Woodson places the MPS device on the same meridian lines as acupuncture, tracing certain points that stimulate the parasympathetic nervous system. “If there’s issues from the waist down, I start with the back first before doing anything else. If you have [issues above the waist], like tennis elbow, I start with the neck. I’m starting at the source” not necessarily the physical location of the pain, says Woodson.

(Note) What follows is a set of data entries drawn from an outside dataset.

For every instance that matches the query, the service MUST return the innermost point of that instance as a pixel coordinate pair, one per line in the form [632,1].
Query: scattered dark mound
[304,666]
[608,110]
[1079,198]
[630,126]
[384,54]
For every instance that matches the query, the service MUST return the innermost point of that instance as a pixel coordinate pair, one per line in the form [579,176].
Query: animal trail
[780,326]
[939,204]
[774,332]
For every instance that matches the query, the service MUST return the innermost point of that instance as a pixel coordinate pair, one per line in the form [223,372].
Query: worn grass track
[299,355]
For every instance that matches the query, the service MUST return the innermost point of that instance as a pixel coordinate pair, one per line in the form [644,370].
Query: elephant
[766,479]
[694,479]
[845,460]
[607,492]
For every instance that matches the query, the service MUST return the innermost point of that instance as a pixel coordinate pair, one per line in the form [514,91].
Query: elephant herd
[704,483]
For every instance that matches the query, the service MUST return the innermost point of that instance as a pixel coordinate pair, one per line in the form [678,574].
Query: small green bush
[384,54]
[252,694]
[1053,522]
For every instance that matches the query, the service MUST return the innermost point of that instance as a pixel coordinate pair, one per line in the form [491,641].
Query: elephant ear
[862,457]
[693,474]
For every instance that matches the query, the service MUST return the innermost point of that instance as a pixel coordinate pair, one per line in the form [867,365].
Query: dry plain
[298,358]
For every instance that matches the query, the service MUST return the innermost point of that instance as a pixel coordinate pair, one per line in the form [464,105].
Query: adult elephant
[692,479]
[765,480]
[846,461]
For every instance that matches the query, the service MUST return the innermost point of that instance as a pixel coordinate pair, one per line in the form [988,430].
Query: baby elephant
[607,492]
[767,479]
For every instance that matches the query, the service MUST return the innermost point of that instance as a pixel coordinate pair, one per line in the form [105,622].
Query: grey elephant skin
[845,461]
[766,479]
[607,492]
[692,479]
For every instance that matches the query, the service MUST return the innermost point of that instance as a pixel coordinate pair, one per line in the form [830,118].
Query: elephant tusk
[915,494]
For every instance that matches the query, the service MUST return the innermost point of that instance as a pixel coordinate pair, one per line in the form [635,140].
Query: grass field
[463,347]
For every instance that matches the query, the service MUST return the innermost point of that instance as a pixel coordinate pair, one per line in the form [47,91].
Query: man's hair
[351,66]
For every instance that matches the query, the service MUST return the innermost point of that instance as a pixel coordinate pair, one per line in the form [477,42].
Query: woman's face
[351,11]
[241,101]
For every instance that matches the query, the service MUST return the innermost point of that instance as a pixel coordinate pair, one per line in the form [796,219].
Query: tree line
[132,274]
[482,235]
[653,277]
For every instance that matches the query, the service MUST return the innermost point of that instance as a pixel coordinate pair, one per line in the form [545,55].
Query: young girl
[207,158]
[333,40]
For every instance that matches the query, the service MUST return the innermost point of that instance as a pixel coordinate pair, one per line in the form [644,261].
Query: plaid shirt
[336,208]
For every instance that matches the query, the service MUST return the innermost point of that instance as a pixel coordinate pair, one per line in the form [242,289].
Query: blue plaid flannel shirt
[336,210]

Her clients say treatments, especially on the back, can induce a euphoric feeling like a runner’s high. “It increases endorphins, the body’s natural pain killer,” Woodson says. There’s also sometimes stiffness, but Woodson says that’s a sign of the body realigning itself and is a good thing.
“Chronic issues can take longer, but most people can see results from one to two treatments and a majority of people will notice a reduction in pain somewhere around 85 percent,” she says.
But be aware: This is not for use on pregnant women or those with epilepsy or pacemakers. Costs are out-of-pocket, but are equivalent to what you’d pay for a good massage.